CAP Theorem: Explained

⚠️ This post is outdated. I’ve significantly revised my thinking on this topic. Please read the updated version: CAP Theorem Revisited instead. I’m keeping this post live to avoid breaking links, but the content below contains outdated information.

Several years ago, building performance into a software system was simple - you either increased your hardware resources (scale up) or modified your application to run more efficiently (performance tuning). Today, there's a third option: horizontal scaling (scale out).

Horizontal scaling of software systems has become necessary in recent years, due to the global nature of computing and the ever-increasing performance demands on applications. In many cases, it is no longer acceptable to run a single server with a single database in a single data center adjacent to your company's headquarters. We need truly distributed environments to tackle the business challenges of today.

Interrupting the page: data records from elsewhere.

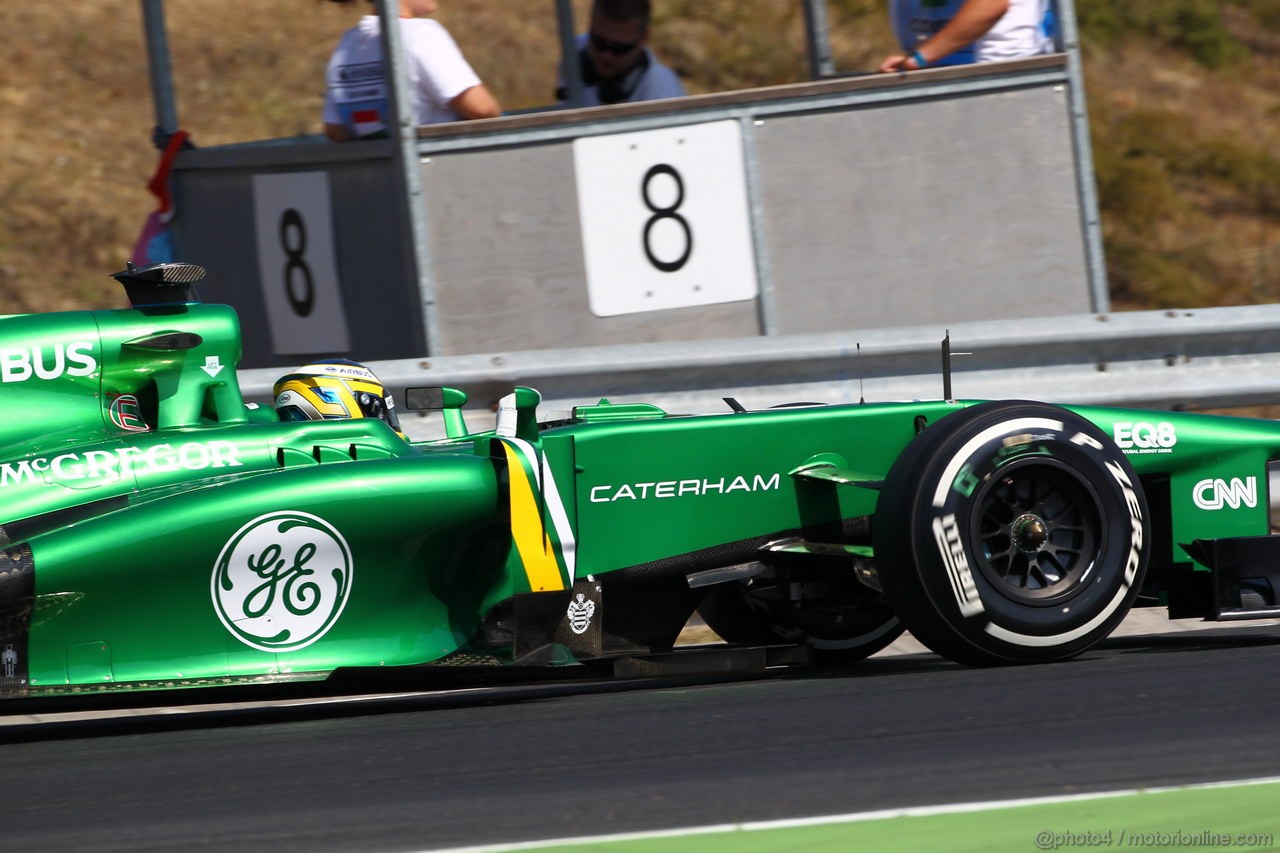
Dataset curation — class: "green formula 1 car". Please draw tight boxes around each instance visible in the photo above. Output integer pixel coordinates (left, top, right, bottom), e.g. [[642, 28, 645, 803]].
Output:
[[0, 264, 1280, 697]]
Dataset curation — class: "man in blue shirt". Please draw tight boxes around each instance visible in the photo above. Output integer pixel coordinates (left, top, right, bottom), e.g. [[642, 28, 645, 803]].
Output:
[[556, 0, 685, 106]]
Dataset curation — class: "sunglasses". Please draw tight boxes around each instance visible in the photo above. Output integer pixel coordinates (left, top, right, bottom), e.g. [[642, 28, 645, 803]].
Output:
[[591, 32, 640, 56]]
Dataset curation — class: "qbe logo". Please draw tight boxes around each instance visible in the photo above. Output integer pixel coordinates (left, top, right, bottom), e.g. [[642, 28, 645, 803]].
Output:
[[1111, 420, 1178, 453], [212, 511, 353, 652]]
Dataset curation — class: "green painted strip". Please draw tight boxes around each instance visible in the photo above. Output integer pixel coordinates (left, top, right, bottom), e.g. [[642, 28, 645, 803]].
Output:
[[437, 779, 1280, 853]]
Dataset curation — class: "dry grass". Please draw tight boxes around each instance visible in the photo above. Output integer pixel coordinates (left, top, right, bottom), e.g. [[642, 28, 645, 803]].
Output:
[[0, 0, 1280, 313]]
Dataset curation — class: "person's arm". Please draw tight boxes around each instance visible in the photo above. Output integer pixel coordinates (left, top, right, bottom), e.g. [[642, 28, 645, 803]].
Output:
[[449, 83, 502, 119], [879, 0, 1009, 73]]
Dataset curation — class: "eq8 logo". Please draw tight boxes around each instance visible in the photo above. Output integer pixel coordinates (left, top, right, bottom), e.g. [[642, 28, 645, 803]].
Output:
[[212, 511, 353, 652], [1192, 476, 1258, 510], [1112, 420, 1178, 453], [0, 341, 97, 382]]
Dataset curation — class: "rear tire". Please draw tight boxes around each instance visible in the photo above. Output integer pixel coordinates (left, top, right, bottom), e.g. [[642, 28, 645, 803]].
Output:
[[874, 402, 1151, 666]]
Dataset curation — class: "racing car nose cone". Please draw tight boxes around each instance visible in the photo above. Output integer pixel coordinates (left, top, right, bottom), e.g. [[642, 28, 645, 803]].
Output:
[[1011, 514, 1048, 553]]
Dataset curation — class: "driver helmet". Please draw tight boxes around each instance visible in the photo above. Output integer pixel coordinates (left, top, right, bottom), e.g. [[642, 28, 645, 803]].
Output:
[[271, 359, 404, 435]]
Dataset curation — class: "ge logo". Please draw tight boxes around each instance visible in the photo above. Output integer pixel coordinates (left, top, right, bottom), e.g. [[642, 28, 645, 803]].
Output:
[[280, 207, 316, 316], [212, 511, 352, 652], [640, 163, 694, 273]]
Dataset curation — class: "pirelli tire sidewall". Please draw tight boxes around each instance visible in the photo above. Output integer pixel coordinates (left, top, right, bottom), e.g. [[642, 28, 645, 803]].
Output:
[[874, 402, 1151, 665]]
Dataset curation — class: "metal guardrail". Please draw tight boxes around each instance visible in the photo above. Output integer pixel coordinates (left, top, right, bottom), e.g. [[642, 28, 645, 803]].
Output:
[[239, 305, 1280, 438]]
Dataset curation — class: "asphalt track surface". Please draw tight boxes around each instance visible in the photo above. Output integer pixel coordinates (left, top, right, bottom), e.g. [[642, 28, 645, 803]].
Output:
[[0, 626, 1280, 850]]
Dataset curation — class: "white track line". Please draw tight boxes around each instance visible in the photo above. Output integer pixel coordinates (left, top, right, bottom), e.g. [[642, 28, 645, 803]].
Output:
[[420, 776, 1280, 853]]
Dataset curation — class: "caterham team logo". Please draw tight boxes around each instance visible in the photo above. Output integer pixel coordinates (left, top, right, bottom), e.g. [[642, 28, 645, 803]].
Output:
[[108, 394, 151, 433], [568, 593, 595, 634], [212, 511, 353, 652]]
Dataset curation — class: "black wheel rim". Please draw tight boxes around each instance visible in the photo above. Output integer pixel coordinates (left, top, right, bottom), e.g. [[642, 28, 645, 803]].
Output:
[[973, 460, 1103, 606]]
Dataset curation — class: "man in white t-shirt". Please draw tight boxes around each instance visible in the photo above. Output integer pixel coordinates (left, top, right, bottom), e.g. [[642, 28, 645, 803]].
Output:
[[324, 0, 502, 142], [879, 0, 1053, 72]]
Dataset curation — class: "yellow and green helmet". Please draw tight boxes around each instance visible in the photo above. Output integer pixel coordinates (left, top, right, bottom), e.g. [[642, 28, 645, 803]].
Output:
[[273, 359, 403, 435]]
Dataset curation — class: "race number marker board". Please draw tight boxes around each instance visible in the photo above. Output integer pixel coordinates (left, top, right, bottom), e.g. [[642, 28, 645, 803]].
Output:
[[253, 172, 351, 355], [573, 120, 759, 316]]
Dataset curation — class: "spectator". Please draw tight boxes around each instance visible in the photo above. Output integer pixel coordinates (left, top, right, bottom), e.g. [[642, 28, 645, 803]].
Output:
[[556, 0, 685, 106], [879, 0, 1053, 72], [324, 0, 502, 142]]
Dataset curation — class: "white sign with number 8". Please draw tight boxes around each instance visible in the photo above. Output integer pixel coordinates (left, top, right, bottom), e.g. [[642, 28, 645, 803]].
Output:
[[573, 120, 759, 316]]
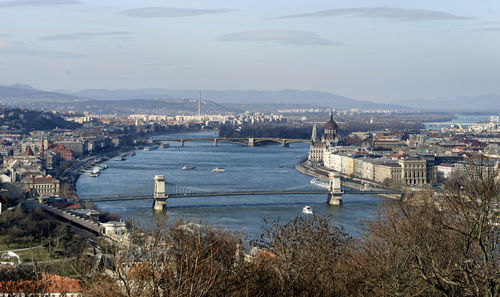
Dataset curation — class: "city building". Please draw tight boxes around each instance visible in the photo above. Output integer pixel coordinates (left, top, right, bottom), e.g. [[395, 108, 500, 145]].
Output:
[[308, 111, 339, 164], [26, 176, 60, 197]]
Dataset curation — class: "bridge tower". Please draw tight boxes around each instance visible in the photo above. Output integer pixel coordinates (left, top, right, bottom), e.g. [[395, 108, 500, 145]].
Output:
[[153, 175, 168, 211], [327, 172, 343, 205]]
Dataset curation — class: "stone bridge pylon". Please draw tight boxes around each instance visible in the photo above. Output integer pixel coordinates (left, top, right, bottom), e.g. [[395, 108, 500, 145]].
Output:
[[327, 172, 343, 205], [153, 175, 168, 211]]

Unfortunately, the performance benefits that horizontal scaling provides come at a cost - complexity. Distributed systems introduce many more factors into the performance equation than existed before. Data records vary across clients/nodes in different locations. Single points of failure destroy system up-time, and intermittent network issues creep up at the worst possible time.

These concerns of consistency (C), availability (A), and partition tolerance (P) across distributed systems make up what Eric Brewer coined as the CAP Theorem. Simply put, the CAP theorem demonstrates that any distributed system cannot guaranty C, A, and P simultaneously, rather, trade-offs must be made at a point-in-time to achieve the level of performance and availability required for a specific task.

[C] Consistency - All nodes see the same data at the same time.

Simply put, performing a read operation will return the value of the most recent write operation causing all nodes to return the same data. A system has consistency if a transaction starts with the system in a consistent state, and ends with the system in a consistent state. In this model, a system can (and does) shift into an inconsistent state during a transaction, but the entire transaction gets rolled back if there is an error during any stage in the process.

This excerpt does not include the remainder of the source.